Quinn was the opener for Thursday night’s Seinfeld stand-up performance in the Bronx, the second in the duo's ongoing "Five Borough Tour." And these sorts of jokes, about the insane degree to which the city has changed since the '70s and '80s, were once again front and center.
“When I was a kid, the Bronx was Irish and Italians,” Quinn said shortly after taking the stage. “Now it’s changed—it’s Albanians and Dominicans,” he said; what you can't quite hear is the pause before the punchline, as if to suggest that while the names of the immigrant groups change, in the Bronx and in New York City, the song remains the same. But the L train into Brooklyn? It “looks like a ski lift” these days.
This might have been a show in one of those tough, blue-collar neighborhoods that Quinn so often waxes nostalgic about, but there he was, giving a long monologue against hunting and in favor of vegetarianism.
“Hunting is not a sport,” Quinn said, as though he'd come to the conclusion just then. “It’s not a sport if one side doesn’t even know they’re playing.”
If the United States is so great and free, he asked the audience during one bit, why is it that you only feel free when you're sleeping or commuting?

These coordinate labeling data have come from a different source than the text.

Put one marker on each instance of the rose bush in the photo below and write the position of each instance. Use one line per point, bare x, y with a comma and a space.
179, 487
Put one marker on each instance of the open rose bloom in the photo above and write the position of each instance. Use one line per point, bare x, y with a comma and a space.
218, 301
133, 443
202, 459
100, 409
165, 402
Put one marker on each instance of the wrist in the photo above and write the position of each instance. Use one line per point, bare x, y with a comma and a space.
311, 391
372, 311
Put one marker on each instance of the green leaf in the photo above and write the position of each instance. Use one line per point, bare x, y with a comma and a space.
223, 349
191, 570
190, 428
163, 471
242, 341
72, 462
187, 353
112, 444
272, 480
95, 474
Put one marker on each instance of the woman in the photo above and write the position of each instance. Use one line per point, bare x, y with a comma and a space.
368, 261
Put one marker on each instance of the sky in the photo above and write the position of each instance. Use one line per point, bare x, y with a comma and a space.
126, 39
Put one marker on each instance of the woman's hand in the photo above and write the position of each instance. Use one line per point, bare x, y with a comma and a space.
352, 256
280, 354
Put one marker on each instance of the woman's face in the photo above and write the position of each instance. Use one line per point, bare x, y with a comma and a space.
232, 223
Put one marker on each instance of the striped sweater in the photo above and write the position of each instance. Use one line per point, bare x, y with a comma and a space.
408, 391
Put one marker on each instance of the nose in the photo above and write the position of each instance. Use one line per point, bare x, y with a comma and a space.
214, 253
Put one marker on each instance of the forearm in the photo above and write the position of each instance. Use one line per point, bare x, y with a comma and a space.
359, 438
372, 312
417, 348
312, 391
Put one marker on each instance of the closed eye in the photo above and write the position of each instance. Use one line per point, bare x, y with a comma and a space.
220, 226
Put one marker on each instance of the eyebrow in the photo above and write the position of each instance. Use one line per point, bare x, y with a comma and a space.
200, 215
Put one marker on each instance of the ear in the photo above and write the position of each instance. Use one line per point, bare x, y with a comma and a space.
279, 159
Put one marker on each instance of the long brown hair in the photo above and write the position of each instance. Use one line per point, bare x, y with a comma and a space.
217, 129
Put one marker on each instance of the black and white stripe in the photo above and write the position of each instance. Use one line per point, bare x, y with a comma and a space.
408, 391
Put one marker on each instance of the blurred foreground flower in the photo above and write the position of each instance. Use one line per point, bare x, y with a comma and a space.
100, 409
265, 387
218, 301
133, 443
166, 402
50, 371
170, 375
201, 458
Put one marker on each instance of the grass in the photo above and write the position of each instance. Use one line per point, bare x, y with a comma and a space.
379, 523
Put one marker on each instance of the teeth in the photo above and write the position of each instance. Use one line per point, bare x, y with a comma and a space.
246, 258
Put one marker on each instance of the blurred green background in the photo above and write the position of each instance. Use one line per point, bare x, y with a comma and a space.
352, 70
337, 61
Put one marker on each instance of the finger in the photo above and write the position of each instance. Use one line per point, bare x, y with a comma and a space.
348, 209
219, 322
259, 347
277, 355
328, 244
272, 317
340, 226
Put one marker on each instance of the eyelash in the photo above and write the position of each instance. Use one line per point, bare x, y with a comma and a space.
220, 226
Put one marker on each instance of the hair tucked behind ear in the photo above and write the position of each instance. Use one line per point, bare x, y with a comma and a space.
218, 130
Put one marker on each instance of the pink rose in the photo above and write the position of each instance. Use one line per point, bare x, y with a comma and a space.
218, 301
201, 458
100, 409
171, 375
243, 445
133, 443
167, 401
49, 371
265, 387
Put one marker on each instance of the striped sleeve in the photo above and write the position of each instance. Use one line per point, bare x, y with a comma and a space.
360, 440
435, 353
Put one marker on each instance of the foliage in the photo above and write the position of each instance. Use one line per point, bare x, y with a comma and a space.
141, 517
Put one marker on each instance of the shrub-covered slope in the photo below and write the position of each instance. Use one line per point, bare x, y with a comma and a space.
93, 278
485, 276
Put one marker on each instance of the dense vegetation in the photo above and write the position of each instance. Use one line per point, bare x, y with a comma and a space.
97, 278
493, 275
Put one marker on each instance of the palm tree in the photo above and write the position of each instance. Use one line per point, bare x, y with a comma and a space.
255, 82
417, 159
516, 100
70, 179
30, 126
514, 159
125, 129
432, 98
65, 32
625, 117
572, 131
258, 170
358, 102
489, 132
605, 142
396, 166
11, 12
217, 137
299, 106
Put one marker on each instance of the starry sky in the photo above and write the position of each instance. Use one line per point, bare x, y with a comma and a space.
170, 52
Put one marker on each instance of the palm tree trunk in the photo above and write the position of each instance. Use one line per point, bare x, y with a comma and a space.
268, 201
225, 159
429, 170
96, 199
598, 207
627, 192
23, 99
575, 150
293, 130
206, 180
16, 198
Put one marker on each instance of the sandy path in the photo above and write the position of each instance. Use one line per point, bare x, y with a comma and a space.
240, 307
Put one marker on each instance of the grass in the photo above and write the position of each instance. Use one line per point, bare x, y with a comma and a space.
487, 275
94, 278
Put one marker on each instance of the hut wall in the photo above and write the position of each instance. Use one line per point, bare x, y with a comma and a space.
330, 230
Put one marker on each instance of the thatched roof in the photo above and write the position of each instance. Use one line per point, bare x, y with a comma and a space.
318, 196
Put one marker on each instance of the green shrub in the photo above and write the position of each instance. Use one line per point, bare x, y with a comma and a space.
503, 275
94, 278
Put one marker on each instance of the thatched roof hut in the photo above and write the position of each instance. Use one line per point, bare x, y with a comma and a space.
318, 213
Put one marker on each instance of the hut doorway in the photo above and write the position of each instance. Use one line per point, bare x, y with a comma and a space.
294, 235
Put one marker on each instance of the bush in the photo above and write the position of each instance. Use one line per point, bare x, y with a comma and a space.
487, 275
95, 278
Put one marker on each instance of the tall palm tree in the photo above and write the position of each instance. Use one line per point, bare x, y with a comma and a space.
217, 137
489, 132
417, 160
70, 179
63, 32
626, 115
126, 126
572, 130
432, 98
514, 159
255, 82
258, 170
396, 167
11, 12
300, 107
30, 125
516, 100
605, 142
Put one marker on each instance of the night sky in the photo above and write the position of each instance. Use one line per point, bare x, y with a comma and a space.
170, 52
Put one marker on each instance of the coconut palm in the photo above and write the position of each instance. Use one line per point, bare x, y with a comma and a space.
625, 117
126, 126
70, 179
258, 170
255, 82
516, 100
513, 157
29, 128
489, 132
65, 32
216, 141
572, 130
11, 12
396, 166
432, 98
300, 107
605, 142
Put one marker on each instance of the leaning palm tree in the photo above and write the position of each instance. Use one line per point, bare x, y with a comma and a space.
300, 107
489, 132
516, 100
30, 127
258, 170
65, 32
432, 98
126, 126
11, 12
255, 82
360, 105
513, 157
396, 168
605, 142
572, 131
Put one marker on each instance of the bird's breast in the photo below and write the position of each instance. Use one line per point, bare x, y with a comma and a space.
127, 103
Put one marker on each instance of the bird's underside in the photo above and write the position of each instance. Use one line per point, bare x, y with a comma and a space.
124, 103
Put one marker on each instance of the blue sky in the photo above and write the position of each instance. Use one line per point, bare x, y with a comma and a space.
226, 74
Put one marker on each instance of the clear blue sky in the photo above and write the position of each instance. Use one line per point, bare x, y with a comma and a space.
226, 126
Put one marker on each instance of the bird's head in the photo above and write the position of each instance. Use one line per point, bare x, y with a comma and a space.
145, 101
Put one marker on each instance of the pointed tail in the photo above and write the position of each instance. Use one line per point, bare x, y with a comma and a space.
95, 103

Everywhere else—the office, school—is governed by varying degrees of totalitarianism.
In more gentrified parts of the city, that sort of thinking might be referred to as institutional critique.
But it was really Seinfeld that drew the crowds to Lehman that night, and he showed himself impressively agile for 58. He made a big showbiz entrance, sliding on the soles on his shoes across the wide stage. And he immediately launched into a few Bronx jokes, probably tailored to the venue; he was at his old routine, selling what are really pointed critiques as wry, ironic observational comedy.
“Oh, the pride of the definite article of the name!” he exclaimed of the borough.
Seinfeld is known for changing his material gradually over time, and for his belief that there are some jokes audiences already know that they come specifically to hear; and that getting a routine right is knowing which they are. But over the course of his hour-long performance, Seinfeld only occasionally dipped into old stuff. At one point, a Seinfeld-era joke about similarities between retirement homes and minimum security prisons surfaced but quickly led into a seemingly fresh one about outfitting his mother’s car with “cataract windshields.”
“From the sidewalk it looks like a car of sports mascots coming down the street,” he concluded to nearly unanimous laughs from this mixed crowd, made up of what seemed to be equal parts local, diehard fans who deemed it worth the trek, and a smattering of driving-distance Westchester denizens, who aren't getting their own sixth-borough show.
Later, an old bit about tuxedos at weddings—how their sameness allows the best men to slide over one position and save the day without detection should the groom leave the bride at the altar—similarly opened up room for a lengthy take on the ins and outs of domestic life, nearly all of which was funnier than “The Marriage Ref,” his short-lived NBC panel game show.
After taking his bow, Seinfeld retreated backstage, but was back shortly for that audience Q & A. Another audience member asked, "Will you buy the Mets?" To which he responded that he didn't want to be responsible for that team.
Some continued the evening by stopping in for a bite at the Bedford Café Restaurant, a nearby diner and disco-fry haven. It’s the kind of place both performers would have enjoyed—open all night, the Yankee game playing on the television, and Diet Coke flowing in an infinite stream from the fountains behind the counter.
Those who'd been at the show exchanged and misremembered their favorite moments. A young couple walked in and asked to use the telephone.
“I’m sorry to bother you,” the woman told the manager, “but we’re having trouble finding a cab that will take us back to Manhattan.”